I had friends from Penn State who interned with MLB.com in the past, so I knew it was the premier sports-writing internship. I applied as a sophomore—even though I was too young, since it’s for juniors and seniors—just to get my name out there. I wrote the essay, carefully selected my clips, and was then selected for an interview when MLB.com came to Penn State. I was notified in December of my selection. It’s highly competitive because there’s only one intern per team, so only 30 students total land the internship—plus it’s paid, which obviously makes it popular.
What were your responsibilities?
I wrote running game stories, sidebars, features, and notebooks; filed probable pitching matchups; sent in injury and depth-chart updates; and provided draft coverage and game previews. I also blogged, tweeted and used the Flip Cam for some interviews. Sometimes I was asked to do the same tasks for the opposing team if they didn’t send their beat writer.
The most surprising thing was how hands-on the internship was, even from the start. It’s not typical “intern work.” I never had to get coffee for people, and I was interviewing professional athletes every day. My coworkers viewed me as an equal part of the beat.
Ever get overwhelmed?
Definitely. I covered sports for The Collegian, so I’m used to reporting when the crowd is going wild and the music is blasting, that type of thing, but the biggest difference for me was with our game stories.

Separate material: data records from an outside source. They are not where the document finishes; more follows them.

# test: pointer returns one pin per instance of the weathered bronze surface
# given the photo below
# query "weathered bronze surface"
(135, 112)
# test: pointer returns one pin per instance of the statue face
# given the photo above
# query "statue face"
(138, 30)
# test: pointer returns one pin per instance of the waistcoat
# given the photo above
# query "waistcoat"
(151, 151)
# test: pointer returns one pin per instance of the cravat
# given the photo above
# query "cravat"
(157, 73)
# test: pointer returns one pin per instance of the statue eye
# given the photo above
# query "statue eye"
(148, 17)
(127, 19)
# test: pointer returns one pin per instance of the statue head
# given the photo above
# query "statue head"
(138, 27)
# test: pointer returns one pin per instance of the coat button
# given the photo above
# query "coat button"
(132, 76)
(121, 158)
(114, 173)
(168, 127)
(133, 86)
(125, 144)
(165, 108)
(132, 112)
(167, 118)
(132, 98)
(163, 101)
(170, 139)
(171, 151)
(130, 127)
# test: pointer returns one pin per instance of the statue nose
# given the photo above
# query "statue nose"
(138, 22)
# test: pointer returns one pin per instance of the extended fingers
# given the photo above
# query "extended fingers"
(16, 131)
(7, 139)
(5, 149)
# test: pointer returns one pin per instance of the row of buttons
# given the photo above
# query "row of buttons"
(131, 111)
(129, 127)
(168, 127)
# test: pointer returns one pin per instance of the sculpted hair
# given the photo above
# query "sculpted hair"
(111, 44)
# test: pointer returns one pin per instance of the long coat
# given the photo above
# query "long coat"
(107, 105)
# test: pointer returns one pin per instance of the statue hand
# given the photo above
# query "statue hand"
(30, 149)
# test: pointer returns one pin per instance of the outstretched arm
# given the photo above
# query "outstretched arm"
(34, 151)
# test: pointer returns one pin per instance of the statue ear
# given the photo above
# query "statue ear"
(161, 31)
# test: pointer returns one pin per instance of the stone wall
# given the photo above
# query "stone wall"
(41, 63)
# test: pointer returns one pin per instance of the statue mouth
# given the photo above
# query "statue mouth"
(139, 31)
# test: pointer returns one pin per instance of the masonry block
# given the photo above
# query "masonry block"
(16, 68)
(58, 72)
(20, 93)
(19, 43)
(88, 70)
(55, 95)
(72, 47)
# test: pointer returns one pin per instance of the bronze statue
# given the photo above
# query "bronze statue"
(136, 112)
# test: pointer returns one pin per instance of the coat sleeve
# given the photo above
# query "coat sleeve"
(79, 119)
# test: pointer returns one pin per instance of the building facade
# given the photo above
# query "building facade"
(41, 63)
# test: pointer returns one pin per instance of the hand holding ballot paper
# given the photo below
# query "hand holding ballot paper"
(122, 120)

We did a running game story that was due in the 8th inning. At The Collegian, whether I was covering baseball or football, most events happen on the weekend and the stories come out on Monday. The time crunch in Milwaukee was intense. One day, for example, the Brewers were down 1-0 when a player hit a homer in the 7th. I had five minutes to completely change the story.
What are they players like?
The Brewers are a really fun group of guys. Everybody knew me by name, and that’s the cool thing with baseball. You’re seeing these athletes on a daily basis, and you can hold conversations with the players and get to know them. They have some players who are just funny people. [Outfielder] Nyger Morgan is hilarious. Sometimes I’d be talking to him, and he’d come out of nowhere with a crazy joke. One day he was crawling around on the floor hiding behind chairs and just joking around. It’s funny to watch, because they’re professional athletes and you expect them to be serious all the time. They can flip that switch.

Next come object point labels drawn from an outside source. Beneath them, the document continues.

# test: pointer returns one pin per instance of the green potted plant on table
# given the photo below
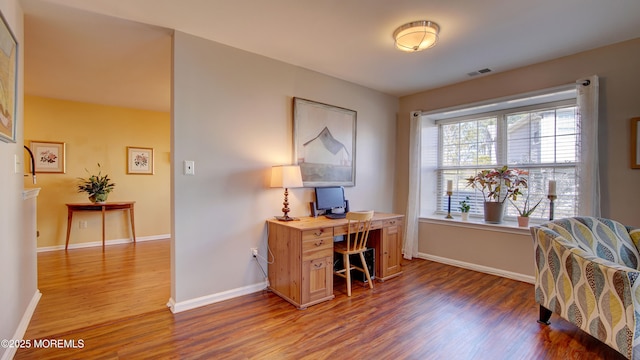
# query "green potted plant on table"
(97, 187)
(464, 208)
(527, 209)
(498, 185)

What was your coolest assignment?
I wrote a feature on [Brewers' third baseman] Casey McGehee. He’d been in a huge batting slump, and he’s been going through a lot personally. His son has cerebral palsy, and everyone knows how difficult that’s been for him. He and his wife are really active in cerebral palsy awareness, and his son’s been making great strides. I wanted to write a feature that captured that—how it’s been part of this crazy year for him. I interviewed his family and got to know him. It’s my favorite story, because it shows the human side to these guys. They may be making millions of dollars, but they’re still human beings. [Read the feature here.]
Has this internship changed your career goals?
I love covering Penn State football, so I always thought that’s what I wanted to do. I never envisioned myself covering baseball, but after this summer, I think I could totally do this for a living.